Students highlight both sustainability and affordability concerns. Natalia, a PBU society member, says, “I very rarely eat at the University. I would especially love to see the catering become more inclusive for people with allergies or dietary requirements.”

Cameron adds that the lack of “sustainable and affordable options on campus” is frustrating.

Fourth-year student Fred agrees that “eating at university is expensive,” noting that options remain limited for coeliacs and vegans.

Eating sustainably on campus is still harder than it can be: options are limited, often unaffordable, and treated as secondary rather than central to the university’s climate action and the students’ union’s declared climate emergency.

Students involved in the PBU society campaign work in alignment with the Rowett Institute’s institutional research on sustainable and healthy diets. They are looking forward to working with the university to help align its catering practices with existing student motions and university sustainability goals, supporting the university in meeting its own sustainability commitments.

Universities have a special duty to be among the first institutions to enact substantial change in response to climate and ecological emergencies, as they hold significant social capital and are the very institutions where much of our research and understanding of the climate crisis emerges. What happens on campuses shapes society: the debates in lecture halls, the culture in the student union, the values graduates take into the world. When universities act on climate, it shifts what people see as normal, possible, and necessary.
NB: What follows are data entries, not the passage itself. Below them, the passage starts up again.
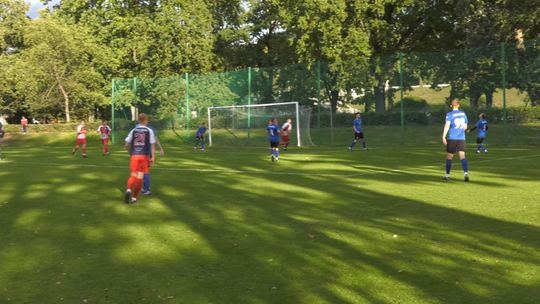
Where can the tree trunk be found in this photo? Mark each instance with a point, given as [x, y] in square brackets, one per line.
[390, 97]
[334, 97]
[489, 98]
[474, 100]
[66, 102]
[534, 95]
[380, 96]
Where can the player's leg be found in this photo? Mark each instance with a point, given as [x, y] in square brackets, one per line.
[450, 151]
[364, 145]
[353, 143]
[137, 186]
[197, 140]
[464, 162]
[146, 184]
[84, 149]
[75, 149]
[479, 143]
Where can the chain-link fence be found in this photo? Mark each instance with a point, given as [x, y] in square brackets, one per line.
[397, 94]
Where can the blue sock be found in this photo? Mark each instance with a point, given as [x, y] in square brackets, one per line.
[448, 166]
[146, 182]
[465, 165]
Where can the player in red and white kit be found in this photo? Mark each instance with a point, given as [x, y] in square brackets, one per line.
[81, 139]
[141, 144]
[285, 132]
[104, 130]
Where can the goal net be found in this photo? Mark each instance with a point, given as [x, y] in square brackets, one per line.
[246, 124]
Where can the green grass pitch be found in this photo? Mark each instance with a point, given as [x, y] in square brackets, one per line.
[227, 226]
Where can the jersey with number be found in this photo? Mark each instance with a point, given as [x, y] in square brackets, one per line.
[104, 130]
[286, 129]
[200, 132]
[140, 140]
[357, 123]
[481, 125]
[273, 132]
[81, 132]
[458, 123]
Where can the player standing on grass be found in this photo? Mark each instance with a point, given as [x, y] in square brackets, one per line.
[482, 127]
[146, 178]
[24, 124]
[199, 138]
[81, 139]
[285, 132]
[104, 130]
[273, 137]
[358, 132]
[141, 144]
[454, 138]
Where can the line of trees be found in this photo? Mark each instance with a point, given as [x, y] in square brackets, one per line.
[60, 65]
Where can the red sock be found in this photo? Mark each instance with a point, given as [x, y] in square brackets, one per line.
[131, 182]
[137, 187]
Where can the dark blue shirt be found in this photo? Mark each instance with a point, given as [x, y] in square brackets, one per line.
[357, 123]
[201, 131]
[273, 132]
[140, 140]
[481, 125]
[458, 123]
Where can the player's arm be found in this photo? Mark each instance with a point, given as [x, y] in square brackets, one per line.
[445, 132]
[128, 140]
[152, 157]
[153, 141]
[161, 151]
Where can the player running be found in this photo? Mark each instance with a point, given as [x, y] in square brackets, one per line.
[104, 130]
[454, 128]
[141, 144]
[24, 124]
[482, 127]
[81, 139]
[358, 132]
[273, 137]
[285, 132]
[146, 178]
[199, 138]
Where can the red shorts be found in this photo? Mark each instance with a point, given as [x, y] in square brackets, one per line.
[139, 163]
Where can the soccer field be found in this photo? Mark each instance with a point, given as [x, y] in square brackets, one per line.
[228, 226]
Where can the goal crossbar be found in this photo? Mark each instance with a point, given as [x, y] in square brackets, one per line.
[295, 103]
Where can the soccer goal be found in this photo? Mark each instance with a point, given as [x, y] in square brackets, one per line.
[246, 124]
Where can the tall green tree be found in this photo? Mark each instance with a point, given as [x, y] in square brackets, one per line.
[59, 70]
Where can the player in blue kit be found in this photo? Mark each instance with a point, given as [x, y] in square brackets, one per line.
[454, 138]
[482, 127]
[146, 179]
[273, 137]
[358, 132]
[199, 138]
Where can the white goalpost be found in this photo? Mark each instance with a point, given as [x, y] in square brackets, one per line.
[238, 121]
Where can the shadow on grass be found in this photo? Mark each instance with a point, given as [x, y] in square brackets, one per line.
[229, 238]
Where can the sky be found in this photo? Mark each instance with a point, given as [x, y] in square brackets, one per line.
[36, 5]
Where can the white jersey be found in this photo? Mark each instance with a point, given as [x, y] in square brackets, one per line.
[286, 129]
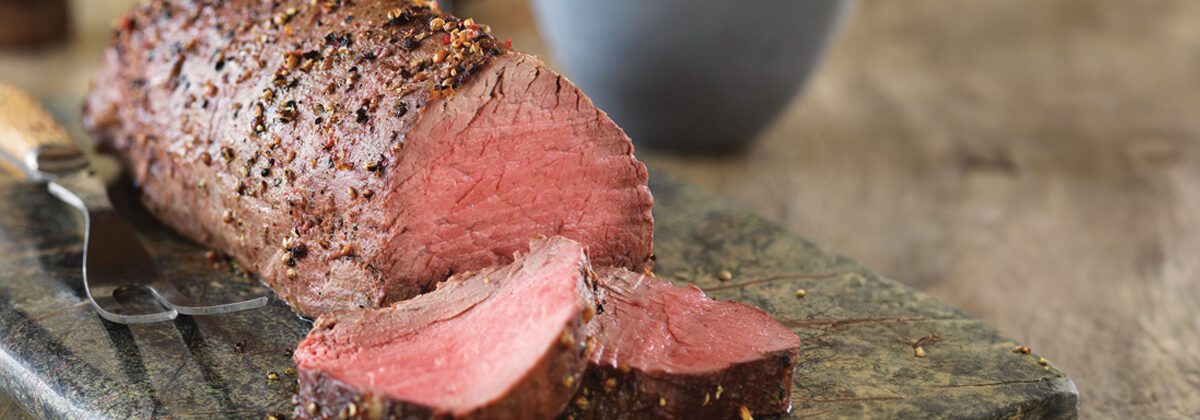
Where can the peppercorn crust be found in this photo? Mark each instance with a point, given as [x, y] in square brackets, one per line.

Fully plant-based catering is also more inclusive, not only because everyone can have plant-based food, unlike animal products, which many people cannot eat for religious, personal, or health reasons, but also because it is naturally lactose-free, naturally Halal, and very easily Kosher. It would also be an opportunity to make food on campus healthier and to conduct large-scale consultation and survey research with staff and students to make it more accessible to people with allergies, sensory sensitivities, and medical dietary needs.

Remarkably, Fraser Lovie, Head of Sustainability, shares that ‘transition toward more sustainable catering has already begun in smaller ways’. Red meat has been removed from university-run catering outlets, and plant-based and vegetarian options currently make up roughly 40–50% of the food available on campus. 

However, Fraser stresses, “Since COVID, it has been a very challenging economic environment for catering in work/study places, and footfall has never recovered to what it was.” Concerns about maintaining demand and financial viability have been key challenges in implementing catering changes; for this reason, the university’s approach has focused on incremental change.

Similar initiatives are already emerging across Europe. Students at 24 universities have voted for plant-based catering, and institutions such as Stirling, Cambridge, UCL, Imperial, and Uppsala have backed the idea. Some universities are already implementing change: Graz opened a fully plant-based canteen in 2024, Vienna introduced largely plant-based menus, and Erasmus University Rotterdam has pledged a fully vegan campus by 2030.

With sustainability positioned as a core pillar of the Aberdeen 2040 strategy, the conversation around campus catering raises the question: how can universities translate climate commitments into everyday practices that shape student life? 

At the University of Aberdeen, students at the newly established Plant-Based Universities society are now working to help answer that question through collaboration, research, and practical initiatives that align campus food with the university’s sustainability goals.